Face au Land, David Wagner raconte qu’on lui a remis un document intitulé « Rapport d’assurance raisonnable » de six pages signé par un auditeur. La nouvelle convention sur la prestation de service public signée en 2022, d’application depuis le 1er janvier 2024 et jusqu’au 31 décembre 2030, est publiée en ligne. Y figure le tableau financier. L’État ne peut couvrir plus de quinze millions d’euros de « découvert » de RTL au Luxembourg, soit (pour faire court) la différence entre les revenus générés par la publicité et le coût de production du service public (sachant que le cahier des charges s’est épaissi depuis l’affaire Lunghi). À RTL, tous les ans, de produire à la Commission de suivi les détails de l’argent public qu’elle réclame. Ces détails ne peuvent être publiés et ne sont pas accessibles aux journalistes, comme l’a confirmée la Commission d’accès aux documents par un avis daté du 7 mars.

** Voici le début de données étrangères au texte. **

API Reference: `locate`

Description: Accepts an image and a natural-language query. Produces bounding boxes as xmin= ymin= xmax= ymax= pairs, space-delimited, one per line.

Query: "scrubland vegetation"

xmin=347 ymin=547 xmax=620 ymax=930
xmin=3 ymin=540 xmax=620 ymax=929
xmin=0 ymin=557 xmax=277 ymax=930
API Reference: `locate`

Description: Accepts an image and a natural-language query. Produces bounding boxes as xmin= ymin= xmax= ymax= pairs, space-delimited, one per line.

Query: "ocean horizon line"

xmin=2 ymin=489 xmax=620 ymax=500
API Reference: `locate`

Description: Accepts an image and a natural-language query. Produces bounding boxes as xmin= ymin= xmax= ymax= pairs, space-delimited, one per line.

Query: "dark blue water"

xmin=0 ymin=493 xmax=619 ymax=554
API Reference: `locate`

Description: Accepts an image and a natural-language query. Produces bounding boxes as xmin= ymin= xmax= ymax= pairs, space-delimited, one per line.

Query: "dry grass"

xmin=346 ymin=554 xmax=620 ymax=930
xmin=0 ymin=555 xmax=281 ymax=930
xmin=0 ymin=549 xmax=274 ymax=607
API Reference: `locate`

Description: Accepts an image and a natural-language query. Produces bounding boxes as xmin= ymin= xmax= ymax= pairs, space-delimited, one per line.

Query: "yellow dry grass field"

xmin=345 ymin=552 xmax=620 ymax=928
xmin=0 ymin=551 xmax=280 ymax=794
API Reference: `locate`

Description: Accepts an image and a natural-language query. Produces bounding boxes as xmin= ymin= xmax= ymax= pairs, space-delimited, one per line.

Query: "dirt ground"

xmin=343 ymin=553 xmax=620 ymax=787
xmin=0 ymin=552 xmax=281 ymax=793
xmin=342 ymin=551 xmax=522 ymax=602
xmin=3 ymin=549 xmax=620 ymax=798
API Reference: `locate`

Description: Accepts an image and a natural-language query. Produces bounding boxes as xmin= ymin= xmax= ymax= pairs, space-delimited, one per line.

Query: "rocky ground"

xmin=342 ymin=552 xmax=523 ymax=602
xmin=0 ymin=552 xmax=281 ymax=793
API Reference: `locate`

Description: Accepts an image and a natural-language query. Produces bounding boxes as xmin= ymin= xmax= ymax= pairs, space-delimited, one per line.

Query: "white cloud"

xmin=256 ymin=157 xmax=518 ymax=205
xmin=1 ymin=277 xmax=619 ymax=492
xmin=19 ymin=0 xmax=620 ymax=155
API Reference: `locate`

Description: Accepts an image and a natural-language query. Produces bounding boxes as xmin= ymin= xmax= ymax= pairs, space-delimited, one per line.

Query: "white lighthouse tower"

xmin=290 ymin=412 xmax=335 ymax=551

Le député de gauche dit ne pas avoir tout compris et ne pas avoir pu dissocier les revenus des différentes entités, mais il interrompt le récit : il est tenu par un engagement de confidentialité. L’intéressé ne peut s’exprimer à ce sujet que face à un pair parlementaire. Il prétend cependant n’avoir reçu qu’un document sur les deux demandés. Sollicité par le Land, le Service des médias, de la connectivité et de la politique numérique (anciennement SMC, attaché au Premier ministre) maintient que « l’honorable député » a eu en mains l’intégralité des documents sollicités.

La convention portant sur la prestation du service public luxembourgeois promet une « transparence financière » et une comptabilité détaillée. « On est ici en présence d’un modèle on ne peut plus transparent, où l’on dispose d’une vue sur chaque euro dépensé », avait prétendu le directeur général de RTL Luxembourg Christophe Goossens en juillet 2020 à la Chambre. La Commission de suivi serait la panacée, « très clairement un élément de bonne gouvernance qui permettra de voir si RTL Télé Lëtzebuerg exécute sa mission de service public correctement et utilise les deniers publics lui confiés à cette fin à bon escient ». Elle se compose d’Anne-Catherine Ries. La première conseillère de gouvernement (par ailleurs vice-présidente de l’opérateur de satellites SES) assume la fonction de Commissaire de gouvernement auprès de CLT-UFA. Selon l’accord sur le droit de regard, CLT-Ufa rembourse les frais occasionnés par la surveillance. Le montant à payer annuellement est « égal à deux fois le traitement maximum attaché au grade 17 » (le plus élevé étant 18) du traitement des fonctionnaires de l’État. Il serait versé directement à la Trésorerie, selon le SMC. La Commission de suivi compte aussi dans ses rangs Élise Poillot (Université Luxembourg), Fabien Simon (de l’Inspection générale des finances) et du représentant de la Chambre des députés, le député ADR, Tom Weidig, remplaçant Djuna Bernard (Déi Gréng) depuis novembre dernier. La Commission rapporte au ministre qui a les médias dans ses fonctions. Avant ce mécanisme de remboursement du découvert, RTL finançait le service public en échange de la mise à disposition des fréquences qui lui ont permis d’asseoir sa richesse sur le plan international. Concurrencé par le numérique depuis le tournant dess années 2000, l’hertzien ne vaudrait plus grand chose.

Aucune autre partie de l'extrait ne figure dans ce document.